NE PAS ALLER PLUS LOIN

Depuis des jours, elle dérivait dans cet incommensurable monde contrefait, sans parvenir à former un choix. C'était absurde : tous les autres avaient à coup sûr déjà trouvé sur quel mannequin porteraient leurs efforts, sans se donner autant de peine. Ils en avaient pris un au hasard, pour certains le premier venu, pour d'autres le plus curieux ou le plus amusant.
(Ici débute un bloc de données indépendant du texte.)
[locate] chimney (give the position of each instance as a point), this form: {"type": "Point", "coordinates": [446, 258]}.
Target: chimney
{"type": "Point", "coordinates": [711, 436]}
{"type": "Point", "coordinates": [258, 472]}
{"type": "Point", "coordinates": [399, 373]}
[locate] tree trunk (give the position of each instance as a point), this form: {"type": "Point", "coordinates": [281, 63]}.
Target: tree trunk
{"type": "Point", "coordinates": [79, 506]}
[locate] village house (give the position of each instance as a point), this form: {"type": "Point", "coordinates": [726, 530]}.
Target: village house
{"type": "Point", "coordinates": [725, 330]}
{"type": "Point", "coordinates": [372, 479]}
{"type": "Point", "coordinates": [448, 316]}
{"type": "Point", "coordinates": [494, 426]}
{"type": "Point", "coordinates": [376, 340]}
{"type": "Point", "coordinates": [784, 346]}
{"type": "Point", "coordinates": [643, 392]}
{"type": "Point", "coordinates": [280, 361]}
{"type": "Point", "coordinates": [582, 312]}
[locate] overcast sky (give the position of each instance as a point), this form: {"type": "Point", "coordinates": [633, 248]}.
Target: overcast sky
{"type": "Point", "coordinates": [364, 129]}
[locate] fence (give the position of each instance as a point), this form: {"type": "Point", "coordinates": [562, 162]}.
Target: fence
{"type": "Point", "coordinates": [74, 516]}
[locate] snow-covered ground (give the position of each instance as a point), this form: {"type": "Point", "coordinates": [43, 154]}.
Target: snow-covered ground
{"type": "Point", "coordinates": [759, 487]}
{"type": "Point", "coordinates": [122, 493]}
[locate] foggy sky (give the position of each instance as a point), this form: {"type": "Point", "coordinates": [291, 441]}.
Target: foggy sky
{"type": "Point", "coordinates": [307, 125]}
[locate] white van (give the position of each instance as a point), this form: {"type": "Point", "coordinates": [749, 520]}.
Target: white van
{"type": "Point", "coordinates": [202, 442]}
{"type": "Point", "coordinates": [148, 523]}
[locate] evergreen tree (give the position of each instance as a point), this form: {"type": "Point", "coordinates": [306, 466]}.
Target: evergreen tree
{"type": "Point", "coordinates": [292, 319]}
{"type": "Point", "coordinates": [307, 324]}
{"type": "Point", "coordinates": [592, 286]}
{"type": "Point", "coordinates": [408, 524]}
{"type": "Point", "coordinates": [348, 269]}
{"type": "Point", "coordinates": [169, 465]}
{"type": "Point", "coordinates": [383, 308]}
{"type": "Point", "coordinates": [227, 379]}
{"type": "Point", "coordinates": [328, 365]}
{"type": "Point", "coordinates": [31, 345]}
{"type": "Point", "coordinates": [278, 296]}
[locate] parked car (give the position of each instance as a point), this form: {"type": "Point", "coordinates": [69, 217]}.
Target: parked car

Pourquoi éprouvait-elle tant de difficultés ? Elle ne le comprenait pas très bien elle-même. Que cherchait-elle au juste ? Un visage familier parmi tous ces pantins décatis représentant des inconnus d'un autre temps ? Quelque chose qui aurait du sens pour elle, qui lui ressemblerait, dans cet océan périmé où elle naviguait à vue, en radicale étrangère ? Un mystère aux résonances un peu plus personnelles dans cette armée d'énigmes opiniâtres ? Dans les jardins précédents, elle avait toujours compris ce qu'elle devait faire, même si, sur le Mont des Brumes, il lui avait fallu plus longtemps. Dans ce tourbillon de possibilités figées, elle ne savait plus où donner de la tête.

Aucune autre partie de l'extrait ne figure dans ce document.